Another matter, concerning which the President and I disagreed, was the secrecy with which the negotiations were carried on between him and the principal European statesmen, incidental to which was the willingness, if not the desire, to prevent the proceedings and decisions from becoming known even to the delegates of the smaller nations which were represented at the Peace Conference.
Confidential personal interviews were to a certain extent unavoidable and necessary, but to conduct the entire negotiation through a small group sitting behind closed doors and to shroud their proceedings with mystery and uncertainty made a very unfortunate impression on those who were not members of the secret councils.

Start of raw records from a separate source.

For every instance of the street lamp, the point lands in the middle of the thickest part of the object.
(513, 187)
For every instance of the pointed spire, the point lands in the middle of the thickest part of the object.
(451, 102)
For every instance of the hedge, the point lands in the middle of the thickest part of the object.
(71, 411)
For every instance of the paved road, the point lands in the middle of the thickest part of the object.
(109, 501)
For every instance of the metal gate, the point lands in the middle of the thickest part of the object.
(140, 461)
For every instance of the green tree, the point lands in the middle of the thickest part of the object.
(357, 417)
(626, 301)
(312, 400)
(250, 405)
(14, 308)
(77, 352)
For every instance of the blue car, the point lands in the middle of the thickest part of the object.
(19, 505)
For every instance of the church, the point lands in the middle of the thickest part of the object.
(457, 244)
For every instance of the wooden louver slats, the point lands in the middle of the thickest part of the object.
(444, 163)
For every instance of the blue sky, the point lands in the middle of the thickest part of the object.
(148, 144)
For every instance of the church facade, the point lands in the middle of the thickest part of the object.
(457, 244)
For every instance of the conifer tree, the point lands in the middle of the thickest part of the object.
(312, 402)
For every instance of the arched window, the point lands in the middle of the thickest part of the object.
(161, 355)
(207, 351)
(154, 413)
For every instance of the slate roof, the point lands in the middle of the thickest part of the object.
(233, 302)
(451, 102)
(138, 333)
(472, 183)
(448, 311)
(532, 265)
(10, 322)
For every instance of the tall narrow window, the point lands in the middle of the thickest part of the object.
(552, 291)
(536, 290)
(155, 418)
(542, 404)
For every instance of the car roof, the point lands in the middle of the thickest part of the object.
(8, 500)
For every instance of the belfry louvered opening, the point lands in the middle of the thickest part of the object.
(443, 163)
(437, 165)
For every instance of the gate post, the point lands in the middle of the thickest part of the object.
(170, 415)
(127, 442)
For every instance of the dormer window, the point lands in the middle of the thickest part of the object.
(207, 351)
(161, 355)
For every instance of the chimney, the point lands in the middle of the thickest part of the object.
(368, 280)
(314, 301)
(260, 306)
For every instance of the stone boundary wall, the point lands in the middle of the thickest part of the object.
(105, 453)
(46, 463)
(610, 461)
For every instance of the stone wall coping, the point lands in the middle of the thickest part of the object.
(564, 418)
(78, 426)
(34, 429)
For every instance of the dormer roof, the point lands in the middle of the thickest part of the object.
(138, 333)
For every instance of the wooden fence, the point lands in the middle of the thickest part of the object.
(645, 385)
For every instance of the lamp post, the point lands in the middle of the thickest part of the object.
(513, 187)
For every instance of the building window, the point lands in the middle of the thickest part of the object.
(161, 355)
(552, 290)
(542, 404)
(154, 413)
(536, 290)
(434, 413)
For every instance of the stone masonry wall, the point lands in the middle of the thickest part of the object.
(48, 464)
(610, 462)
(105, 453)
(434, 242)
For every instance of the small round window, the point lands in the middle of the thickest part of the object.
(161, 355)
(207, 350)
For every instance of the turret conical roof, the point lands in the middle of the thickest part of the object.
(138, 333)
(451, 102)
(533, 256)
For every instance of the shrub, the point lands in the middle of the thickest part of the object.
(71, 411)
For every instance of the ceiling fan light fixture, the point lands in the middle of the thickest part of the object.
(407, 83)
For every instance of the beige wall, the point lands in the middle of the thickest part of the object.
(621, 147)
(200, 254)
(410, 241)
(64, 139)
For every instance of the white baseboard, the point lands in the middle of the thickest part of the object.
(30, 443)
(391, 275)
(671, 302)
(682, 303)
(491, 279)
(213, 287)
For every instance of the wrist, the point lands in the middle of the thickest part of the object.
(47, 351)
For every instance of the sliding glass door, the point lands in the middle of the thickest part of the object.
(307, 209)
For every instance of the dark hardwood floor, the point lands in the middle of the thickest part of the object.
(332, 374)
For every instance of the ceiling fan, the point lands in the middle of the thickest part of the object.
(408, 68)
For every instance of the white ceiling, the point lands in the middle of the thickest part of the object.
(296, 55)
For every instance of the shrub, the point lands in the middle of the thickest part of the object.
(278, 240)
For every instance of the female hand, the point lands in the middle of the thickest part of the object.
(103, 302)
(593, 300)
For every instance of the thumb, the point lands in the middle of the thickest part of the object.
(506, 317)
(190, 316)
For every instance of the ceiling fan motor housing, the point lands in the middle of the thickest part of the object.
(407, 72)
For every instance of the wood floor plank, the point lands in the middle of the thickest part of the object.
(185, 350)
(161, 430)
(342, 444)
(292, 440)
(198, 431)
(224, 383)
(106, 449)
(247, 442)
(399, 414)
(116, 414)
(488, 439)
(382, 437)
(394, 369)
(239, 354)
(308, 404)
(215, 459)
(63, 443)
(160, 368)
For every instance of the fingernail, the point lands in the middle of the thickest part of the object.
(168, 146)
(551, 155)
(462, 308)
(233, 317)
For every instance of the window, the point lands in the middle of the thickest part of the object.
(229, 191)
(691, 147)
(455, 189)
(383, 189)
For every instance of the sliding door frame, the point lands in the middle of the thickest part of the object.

At the first there was no Council of the Heads of States (the so-called Council of Four); in fact it was not recognized as an organized body until the latter part of March, 1919. Prior to that time the directing body of the Conference was the self-constituted Council of Ten composed of the President and the British, French, and Italian Premiers with their Secretaries or Ministers of Foreign Affairs, and two Japanese delegates of ambassadorial rank. This Council had a membership identical with that of the Supreme War Council, which controlled the armistices, their enforcement, and other military matters. It assumed authority over the negotiations and proceedings of the Conference, though it was never authorized so to do by the body of delegates. The Council of Four, when later formed, was equally without a mandate from the Conference. They assumed the authority and exercised it as a matter of right.